Roots that reach classrooms
Beneath the visible canopy of the festival lay its deeper roots — its role in education. Hundreds of Department of Education evaluators moved through the forest with purpose, selecting titles that would eventually reach classrooms across the country.
Here, the metaphor of the rainforest becomes especially apt. What grows in one place nourishes many others. The books chosen at the PBF will find their way into schools, shaping how future generations read, think, and understand their world.
As Aquino-Tugade noted, transformation often begins with environment: “A Filipino reader who has never thought of themselves as a reader is more likely to become one in a space that feels alive… than in one that simply stocks titles.”
Reaching beyond the forest
Even as it deepens locally, the Philippine Book Festival is beginning to extend outward.
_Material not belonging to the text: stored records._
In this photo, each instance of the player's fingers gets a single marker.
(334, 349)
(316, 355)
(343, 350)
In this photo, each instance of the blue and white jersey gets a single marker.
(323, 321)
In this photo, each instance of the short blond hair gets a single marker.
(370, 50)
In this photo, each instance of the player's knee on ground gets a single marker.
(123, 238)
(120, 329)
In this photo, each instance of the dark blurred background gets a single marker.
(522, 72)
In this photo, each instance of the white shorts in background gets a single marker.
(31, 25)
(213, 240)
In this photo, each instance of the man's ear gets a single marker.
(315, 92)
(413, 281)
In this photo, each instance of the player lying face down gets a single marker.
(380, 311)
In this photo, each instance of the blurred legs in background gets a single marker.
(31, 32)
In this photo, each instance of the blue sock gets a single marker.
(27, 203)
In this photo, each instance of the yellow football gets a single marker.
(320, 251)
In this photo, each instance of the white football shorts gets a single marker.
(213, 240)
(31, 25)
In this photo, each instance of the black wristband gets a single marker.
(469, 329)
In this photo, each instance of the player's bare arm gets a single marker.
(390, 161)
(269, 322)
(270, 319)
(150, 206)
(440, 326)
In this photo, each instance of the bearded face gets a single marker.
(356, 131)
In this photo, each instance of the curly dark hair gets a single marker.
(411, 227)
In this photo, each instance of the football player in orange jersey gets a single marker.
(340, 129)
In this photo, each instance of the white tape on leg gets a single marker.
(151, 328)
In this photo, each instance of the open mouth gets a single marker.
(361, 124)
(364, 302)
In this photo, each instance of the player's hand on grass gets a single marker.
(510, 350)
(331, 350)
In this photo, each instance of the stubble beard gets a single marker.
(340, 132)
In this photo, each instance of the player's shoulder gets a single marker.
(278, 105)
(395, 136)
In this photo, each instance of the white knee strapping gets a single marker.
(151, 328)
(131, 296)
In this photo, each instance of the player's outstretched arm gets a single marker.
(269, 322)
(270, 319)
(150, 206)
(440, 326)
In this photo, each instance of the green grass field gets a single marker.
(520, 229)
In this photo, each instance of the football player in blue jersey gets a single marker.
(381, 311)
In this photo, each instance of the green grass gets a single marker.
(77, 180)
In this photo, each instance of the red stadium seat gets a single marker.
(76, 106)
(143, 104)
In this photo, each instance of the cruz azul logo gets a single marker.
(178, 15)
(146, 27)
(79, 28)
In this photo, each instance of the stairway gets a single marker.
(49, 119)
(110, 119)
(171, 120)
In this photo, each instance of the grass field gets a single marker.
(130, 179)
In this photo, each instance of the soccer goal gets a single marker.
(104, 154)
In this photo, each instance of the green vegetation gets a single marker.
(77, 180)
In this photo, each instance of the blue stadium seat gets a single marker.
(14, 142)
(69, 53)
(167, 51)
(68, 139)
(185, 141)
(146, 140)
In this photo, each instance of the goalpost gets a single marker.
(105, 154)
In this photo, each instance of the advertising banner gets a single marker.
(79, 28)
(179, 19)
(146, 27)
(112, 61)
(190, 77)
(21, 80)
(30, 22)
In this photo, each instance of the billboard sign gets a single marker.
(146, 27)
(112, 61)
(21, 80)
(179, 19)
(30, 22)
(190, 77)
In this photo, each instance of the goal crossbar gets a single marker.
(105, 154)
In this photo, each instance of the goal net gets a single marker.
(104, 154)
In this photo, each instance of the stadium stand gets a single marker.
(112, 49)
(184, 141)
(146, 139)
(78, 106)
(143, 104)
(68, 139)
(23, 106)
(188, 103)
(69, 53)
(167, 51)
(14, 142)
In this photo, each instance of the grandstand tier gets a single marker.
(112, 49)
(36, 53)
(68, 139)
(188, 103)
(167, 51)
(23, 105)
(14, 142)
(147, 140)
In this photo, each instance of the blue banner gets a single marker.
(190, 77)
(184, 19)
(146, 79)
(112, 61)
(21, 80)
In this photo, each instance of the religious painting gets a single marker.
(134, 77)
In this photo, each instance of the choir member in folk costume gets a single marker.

International observers, including representatives from the Frankfurt Book Fair, have taken notice, signaling that Filipino literature is finding its place in a broader global ecosystem.
Institutional partnerships, such as the planned commemorative stamp, further affirm the festival’s growing cultural significance — markers that this forest is no longer isolated, but part of a larger landscape.